Results for a sample 1-day data arc are shown in Fig. 7. For the reprocessed product, the Allan deviation of the kinematic position errors exhibits a linear variation with slope − 1 in the double-logarithmic representation over time scales of τ = 5 s to τ = 10 h for all components. This is representative of uncorrelated (white noise) with standard deviations of about 6 mm in the horizontal (along-track and cross-track) and 14 mm in the vertical (radial) direction. Similar characteristics apply for the PSO product up to time scales of 100 s, whereas a factor of 2–3 increase of the Allan deviation can be observed above 15 min. Errors at this time scale would affect the determination of low degree and order (typically 2–6) gravity field coefficients. The quality of the reprocessed kinematic orbits thus suggests a high potential for improved Swarm-only gravity field solutions in this domain. Further studies will be required, though, to assess whether this potential benefit can be materialized in view of other problems (e.g., the separation of non-gravitational acceleration in the absence of high-performance accelerometers) affecting the gravity field analysis in this mission.

Fig. 7
figure 7

Allan deviation of Swarm-C position errors in radial (solid), along-track (dashed), and cross-track (dotted) direction for PSO (red) and reprocessed (green) kinematic position solutions on Jan 31, 2016

Summary and conclusions

A new and improved set of Swarm precise science orbits has been generated from observations of the onboard GPS receivers using refined processing concepts. Key changes include the use of a macro-model for enhanced non-gravitational force modeling and the use of carrier phase ambiguity fixing, which has become possible after correction of half-cycle ambiguities in the raw GPS measurements.

Only a limited benefit of the refined macro-modeling can be noted in the reduced dynamic orbit solution, which still requires substantial empirical accelerations to compensate force modeling deficiencies at the low altitude. On the other hand, both the reduced dynamic and kinematic orbit solutions show a notable improvement as a result of the carrier phase ambiguity fixing. Overall a 30% reduction of orbit errors in the reduced dynamic orbits can be inferred from the analysis of satellite laser ranging measurement. With errors of about 0.5–1 cm in each axis, the new ambiguity-fixed Swarm solution can contribute to the calibration of SLR station coordinates and range biases as well as the independent validation of the SLR–GPS frame tie.
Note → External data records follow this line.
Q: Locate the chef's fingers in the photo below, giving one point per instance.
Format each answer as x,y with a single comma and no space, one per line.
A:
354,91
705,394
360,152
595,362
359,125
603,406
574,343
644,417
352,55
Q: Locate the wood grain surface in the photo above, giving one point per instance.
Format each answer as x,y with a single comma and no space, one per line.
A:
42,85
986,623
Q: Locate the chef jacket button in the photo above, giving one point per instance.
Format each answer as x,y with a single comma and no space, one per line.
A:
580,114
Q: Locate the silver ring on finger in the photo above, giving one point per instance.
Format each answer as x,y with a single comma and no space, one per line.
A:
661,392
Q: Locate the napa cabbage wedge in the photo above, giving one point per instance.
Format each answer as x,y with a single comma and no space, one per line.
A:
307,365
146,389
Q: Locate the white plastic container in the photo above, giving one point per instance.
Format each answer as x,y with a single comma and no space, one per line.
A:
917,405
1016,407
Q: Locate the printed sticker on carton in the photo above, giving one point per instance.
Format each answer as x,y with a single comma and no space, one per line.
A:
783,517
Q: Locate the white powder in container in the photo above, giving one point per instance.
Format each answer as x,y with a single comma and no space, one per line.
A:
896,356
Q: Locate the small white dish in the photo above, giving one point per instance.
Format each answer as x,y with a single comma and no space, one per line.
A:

For the kinematic orbits, a 50% overall performance improvement is achieved, and orbit errors relative to a reduced dynamic solution show white noise characteristics over extended time scales. This marks a major improvement over the past release of kinematic precise science orbits that suffer from increased errors at time scales of 15 min and up. The improved kinematic solutions may thus contribute to refining Swarm gravity field solutions at low degree and order.